# Embeddings: Semantics of the language

We have some sentences and want to compare the semantic distance of them.

We use Python 3.9 for this.

In [None]:
%pip install sentence-transformers
%pip install numpy

## 1. The data

In [6]:
sentences = [
    'The dogs play with the ball on the grass',
    'Die Hunde spielen mit dem Ball auf der Rasen',
    'The pack rolls around a round thing on the meadow',
    'The archer aimed carefully at the target',
    'The bowman focused intently on the bullseye',
]

## 2. Create embeddings using Huggingface models

Models can, for example, be found at the [https://huggingface.co/spaces/mteb/leaderboard](https://huggingface.co/spaces/mteb/leaderboard)

In [None]:
from sentence_transformers import SentenceTransformer

model_name = 'intfloat/multilingual-e5-large'
#model_name = 'danielheinz/e5-base-sts-en-de'

embedding_model = SentenceTransformer(model_name)

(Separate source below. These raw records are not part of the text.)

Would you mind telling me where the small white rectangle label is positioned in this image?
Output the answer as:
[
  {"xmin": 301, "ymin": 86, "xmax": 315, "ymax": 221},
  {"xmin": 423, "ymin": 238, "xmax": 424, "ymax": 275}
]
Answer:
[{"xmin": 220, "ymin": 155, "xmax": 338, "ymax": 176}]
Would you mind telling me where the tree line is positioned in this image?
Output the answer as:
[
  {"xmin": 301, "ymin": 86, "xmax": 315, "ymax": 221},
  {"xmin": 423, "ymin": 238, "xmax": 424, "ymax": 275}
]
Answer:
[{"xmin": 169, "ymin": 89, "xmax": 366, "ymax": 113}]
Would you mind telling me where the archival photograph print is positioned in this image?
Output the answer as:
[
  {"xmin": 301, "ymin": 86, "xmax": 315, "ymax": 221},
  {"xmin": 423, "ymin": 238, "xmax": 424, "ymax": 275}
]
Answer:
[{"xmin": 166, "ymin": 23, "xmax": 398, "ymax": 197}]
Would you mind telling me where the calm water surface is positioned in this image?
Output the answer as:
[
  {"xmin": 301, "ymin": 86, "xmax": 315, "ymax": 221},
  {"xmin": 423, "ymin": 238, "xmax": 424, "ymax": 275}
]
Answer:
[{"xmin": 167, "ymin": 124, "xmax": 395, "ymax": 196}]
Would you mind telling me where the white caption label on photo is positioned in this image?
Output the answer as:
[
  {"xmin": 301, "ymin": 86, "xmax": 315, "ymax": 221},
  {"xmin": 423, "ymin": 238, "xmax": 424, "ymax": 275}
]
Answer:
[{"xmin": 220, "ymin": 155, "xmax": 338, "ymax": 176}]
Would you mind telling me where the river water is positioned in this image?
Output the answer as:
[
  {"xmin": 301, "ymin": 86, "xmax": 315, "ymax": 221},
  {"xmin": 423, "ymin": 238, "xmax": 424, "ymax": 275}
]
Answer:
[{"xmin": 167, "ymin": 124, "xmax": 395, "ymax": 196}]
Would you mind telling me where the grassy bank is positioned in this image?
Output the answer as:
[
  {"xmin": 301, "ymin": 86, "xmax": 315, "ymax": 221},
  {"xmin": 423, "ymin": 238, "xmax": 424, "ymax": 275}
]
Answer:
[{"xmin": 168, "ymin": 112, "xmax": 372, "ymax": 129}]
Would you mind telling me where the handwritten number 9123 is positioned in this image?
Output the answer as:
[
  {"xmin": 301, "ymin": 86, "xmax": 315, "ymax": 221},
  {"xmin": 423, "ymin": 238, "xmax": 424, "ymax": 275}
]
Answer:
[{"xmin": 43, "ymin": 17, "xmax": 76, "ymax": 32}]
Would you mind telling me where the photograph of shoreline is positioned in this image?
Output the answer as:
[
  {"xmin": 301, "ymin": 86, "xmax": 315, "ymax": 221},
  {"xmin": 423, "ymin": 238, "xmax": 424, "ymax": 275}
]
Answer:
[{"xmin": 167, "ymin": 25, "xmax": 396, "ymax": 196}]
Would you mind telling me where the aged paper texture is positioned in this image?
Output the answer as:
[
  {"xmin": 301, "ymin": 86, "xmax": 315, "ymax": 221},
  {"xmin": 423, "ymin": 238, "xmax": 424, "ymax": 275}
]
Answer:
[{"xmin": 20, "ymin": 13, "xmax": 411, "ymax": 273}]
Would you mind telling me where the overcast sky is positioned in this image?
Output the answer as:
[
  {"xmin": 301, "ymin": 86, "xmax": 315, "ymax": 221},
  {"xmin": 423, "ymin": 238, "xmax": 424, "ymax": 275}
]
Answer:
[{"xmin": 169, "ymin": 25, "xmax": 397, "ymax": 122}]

embeddings = embedding_model.encode(sentences)

print(embeddings[0])
for embedding in embeddings:
    print(len(embedding))


In [None]:
import numpy as np

def cosine_similarity(left, right):
    return np.dot(left, right) / (np.linalg.norm(left) * np.linalg.norm(right))

for i, left in enumerate(sentences):
    for j, right in enumerate(sentences):
        if j < i:
            continue
        similarity = cosine_similarity(embeddings[i], embeddings[j])
        print(f'{similarity:.4f}: {left} <-> {right}')